Netflix is an innovating machine. On the cloud side, the company that took the wind out of Blockbuster’s sails has built a massive, hyper-optimized, flexible and scalable infrastructure that serves as a shining example to its peers.
On the Big Data side, Netflix is gathering and analyzing data at a breathtaking pace and in eye-opening ways. The company has received high marks for its original TV series, Orange Is the New Black and House of Cards.
The traditional television model uses pilots and focus groups to make a decision on whether to order a full season of episodes. Netflix, however, used its rich pool of data to decide whether or not it would invest in House of Cards, according to a report from The New York Times.
Executives at the company knew it would be a hit before anyone shouted “action.”
Netflix, which has 27 million subscribers in the nation and 33 million worldwide, ran the numbers. It already knew that a healthy share had streamed the work of Mr. Fincher, the director of “The Social Network,” from beginning to end. And films featuring Mr. Spacey had always done well, as had the British version of “House of Cards.” With those three circles of interest, Netflix was able to find a Venn diagram intersection that suggested that buying the series would be a very good bet on original programming.

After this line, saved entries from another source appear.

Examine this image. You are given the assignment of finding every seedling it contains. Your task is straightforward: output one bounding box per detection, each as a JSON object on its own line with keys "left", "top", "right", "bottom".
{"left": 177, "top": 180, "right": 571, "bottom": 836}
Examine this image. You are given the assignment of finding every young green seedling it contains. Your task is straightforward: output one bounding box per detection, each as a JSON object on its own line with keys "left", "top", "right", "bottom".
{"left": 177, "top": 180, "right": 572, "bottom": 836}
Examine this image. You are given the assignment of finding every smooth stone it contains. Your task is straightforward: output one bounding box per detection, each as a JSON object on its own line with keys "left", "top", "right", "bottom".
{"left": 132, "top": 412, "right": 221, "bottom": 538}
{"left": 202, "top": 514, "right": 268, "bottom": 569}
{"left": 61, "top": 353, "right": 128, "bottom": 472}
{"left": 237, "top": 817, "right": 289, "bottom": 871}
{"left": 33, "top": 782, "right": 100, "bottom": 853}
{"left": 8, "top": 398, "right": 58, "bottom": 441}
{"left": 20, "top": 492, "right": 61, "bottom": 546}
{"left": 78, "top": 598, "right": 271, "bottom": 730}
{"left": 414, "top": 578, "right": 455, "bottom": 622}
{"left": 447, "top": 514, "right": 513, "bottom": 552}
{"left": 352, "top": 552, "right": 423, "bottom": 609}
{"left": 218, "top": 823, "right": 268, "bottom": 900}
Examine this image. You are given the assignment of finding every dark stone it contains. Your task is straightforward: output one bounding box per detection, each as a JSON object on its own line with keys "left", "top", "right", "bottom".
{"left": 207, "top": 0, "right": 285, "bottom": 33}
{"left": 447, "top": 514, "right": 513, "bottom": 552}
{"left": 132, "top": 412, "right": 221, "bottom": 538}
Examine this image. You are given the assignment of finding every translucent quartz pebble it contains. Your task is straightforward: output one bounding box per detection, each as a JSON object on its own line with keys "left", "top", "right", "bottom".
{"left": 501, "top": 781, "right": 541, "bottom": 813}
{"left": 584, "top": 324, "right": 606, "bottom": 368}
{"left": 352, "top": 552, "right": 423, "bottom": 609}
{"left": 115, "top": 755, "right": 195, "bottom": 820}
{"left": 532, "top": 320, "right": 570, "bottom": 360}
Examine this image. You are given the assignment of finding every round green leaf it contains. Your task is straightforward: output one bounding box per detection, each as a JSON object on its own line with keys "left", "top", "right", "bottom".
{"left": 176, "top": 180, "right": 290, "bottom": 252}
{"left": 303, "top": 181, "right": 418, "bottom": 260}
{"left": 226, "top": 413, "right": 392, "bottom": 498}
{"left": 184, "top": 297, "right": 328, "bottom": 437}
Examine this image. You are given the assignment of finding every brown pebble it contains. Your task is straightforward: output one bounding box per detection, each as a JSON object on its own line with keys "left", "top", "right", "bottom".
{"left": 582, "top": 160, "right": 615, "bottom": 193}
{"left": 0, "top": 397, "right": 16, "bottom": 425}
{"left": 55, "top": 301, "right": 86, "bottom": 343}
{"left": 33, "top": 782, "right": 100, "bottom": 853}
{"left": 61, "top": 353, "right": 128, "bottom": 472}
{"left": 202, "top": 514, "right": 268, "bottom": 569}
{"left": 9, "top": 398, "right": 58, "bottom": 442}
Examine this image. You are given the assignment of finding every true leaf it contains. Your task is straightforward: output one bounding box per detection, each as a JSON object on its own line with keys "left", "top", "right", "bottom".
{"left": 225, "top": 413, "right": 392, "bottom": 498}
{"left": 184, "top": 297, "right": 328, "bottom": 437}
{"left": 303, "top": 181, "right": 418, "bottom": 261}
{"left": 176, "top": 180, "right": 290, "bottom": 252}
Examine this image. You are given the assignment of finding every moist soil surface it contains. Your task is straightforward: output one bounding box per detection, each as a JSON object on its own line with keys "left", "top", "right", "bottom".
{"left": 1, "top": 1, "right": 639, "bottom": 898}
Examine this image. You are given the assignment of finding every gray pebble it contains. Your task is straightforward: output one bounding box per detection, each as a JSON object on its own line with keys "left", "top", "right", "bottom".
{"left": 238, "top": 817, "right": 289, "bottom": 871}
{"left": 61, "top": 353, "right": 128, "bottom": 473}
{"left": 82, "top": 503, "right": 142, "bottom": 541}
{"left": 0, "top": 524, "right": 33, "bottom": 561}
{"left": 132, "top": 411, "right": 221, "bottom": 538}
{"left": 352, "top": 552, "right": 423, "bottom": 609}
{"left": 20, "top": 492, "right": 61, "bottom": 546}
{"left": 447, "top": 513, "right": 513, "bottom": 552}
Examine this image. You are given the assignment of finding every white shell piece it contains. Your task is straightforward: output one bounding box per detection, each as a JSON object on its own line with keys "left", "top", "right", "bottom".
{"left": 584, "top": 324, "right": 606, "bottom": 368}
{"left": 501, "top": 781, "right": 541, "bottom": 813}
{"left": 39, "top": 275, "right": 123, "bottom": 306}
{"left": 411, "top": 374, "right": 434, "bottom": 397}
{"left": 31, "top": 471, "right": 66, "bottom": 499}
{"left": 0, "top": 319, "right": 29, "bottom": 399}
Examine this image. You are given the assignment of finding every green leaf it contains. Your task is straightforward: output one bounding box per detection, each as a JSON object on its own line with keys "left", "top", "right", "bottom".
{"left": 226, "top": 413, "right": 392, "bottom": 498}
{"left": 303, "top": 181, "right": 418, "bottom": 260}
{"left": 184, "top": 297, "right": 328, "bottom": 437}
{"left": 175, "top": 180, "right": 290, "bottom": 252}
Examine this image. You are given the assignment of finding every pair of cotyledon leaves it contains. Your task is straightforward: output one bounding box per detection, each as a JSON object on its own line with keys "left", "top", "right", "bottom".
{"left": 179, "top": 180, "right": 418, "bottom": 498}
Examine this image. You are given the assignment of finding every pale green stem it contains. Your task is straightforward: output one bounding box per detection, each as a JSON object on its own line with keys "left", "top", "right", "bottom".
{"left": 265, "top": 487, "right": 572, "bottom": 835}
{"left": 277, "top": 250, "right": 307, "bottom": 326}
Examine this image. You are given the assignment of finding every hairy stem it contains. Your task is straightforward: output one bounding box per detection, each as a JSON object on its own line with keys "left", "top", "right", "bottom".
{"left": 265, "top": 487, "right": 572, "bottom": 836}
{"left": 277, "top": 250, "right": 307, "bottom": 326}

Big bets are now being informed by Big Data, and no one knows more about audiences than Netflix. A third of the downloads on the Internet during peak periods on any given day are devoted to streamed movies from the service, according to Sandvine, a networking provider. And last year, by some estimates, more people watched movies streamed online than on physical DVDs.
The second season of House of Cards is set to hit Netflix tomorrow, on Valentine’s Day, and demand for the show is so strong that many fans have hits the tweets to petition the company for an early release of the show. Based on this kind of enthusiasm, the data clearly steered Netflix in the right direction in terms of giving its audience what it wants.
Such predictive use of analytics is obviously in its infancy, but using data for fortunetelling could change the way business gets done. Imagine a restaurant that could whip up new recipes before being asked for them, or a fashion designer who could find guidance to suggest a demand for certain designs.
While some might fear that data-based decisions will sap creativity from business, that isn’t the goal of such initiatives. Done correctly, Big Data and business intelligence should help steer the ship, not replace the captain.